The Fourth Moon of Yavin
The Jedi Temple,
Medical Wing
"Shuigh fear ann a raibh a ainm fada, agus ar an lá seo, canaim a amhrán. Nuair a bhí a leithéid d’am ann nuair a rinneadh fop a mheaitseáil, bhí a fhulaingt go léir neamhghlan. Scriosadh a chaisleáin, thit a impireacht, níor fhág aon mhaoin é ach tobar. Lig dom an scéal seo a insint duit, lig do chluasa glaoch, O amhrán an rí fitheach."
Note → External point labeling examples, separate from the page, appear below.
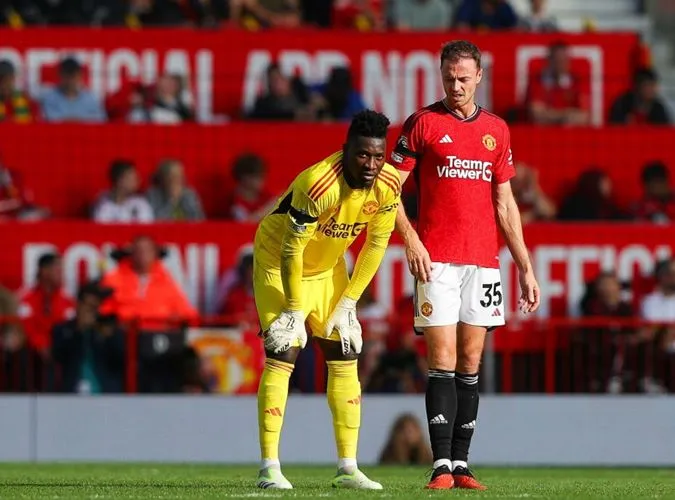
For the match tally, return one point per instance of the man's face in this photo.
(460, 79)
(365, 159)
(560, 61)
(71, 80)
(647, 90)
(128, 183)
(7, 84)
(609, 289)
(87, 307)
(143, 254)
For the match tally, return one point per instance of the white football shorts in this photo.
(470, 294)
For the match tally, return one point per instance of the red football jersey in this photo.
(456, 161)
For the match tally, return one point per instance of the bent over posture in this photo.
(300, 276)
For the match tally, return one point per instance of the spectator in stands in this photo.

"There sat a man whose name was long, and on this day, I sing his song. Where once was a being of that matched a fop, all his suffering proved for naught. His castles did crumble, his empire fell, no possessions left to him but a well. Let me tell you this tale, let your ears ring, o' this song of that raven king." -- Unknown
The sterile light within the medbay burned down on his eyes. Aquamarines looked up, and while bloodshot, there was no feral rage brimming just beneath the surface. Idly, the man scratched at the ever growing beard on his face; the results of 6 weeks without even a slight amount of grooming. Hair splayed out, teeth were stained yellow. The only reason that his nails weren't turning to talons was because he'd whittled them down by scratching at anything, or just gnawing on them. To those who entered the medbay, he might look more like a recovering spice junky, instead of a padawan hopeful.
The raggedy man spoke no words, paid no attention to the one or two other patients around him. The tray bolted above his bed held up an empty soup bowl, and a plate with the leftover crumbs of crackers. Rather than wearing hospital gowns, he wore a simple, beige robe. It was a size smaller than what one might expect on a man of his stature, but it fit with how skinny he'd become. Here was a man who looked tired and worn; physically, mentally, and spiritually.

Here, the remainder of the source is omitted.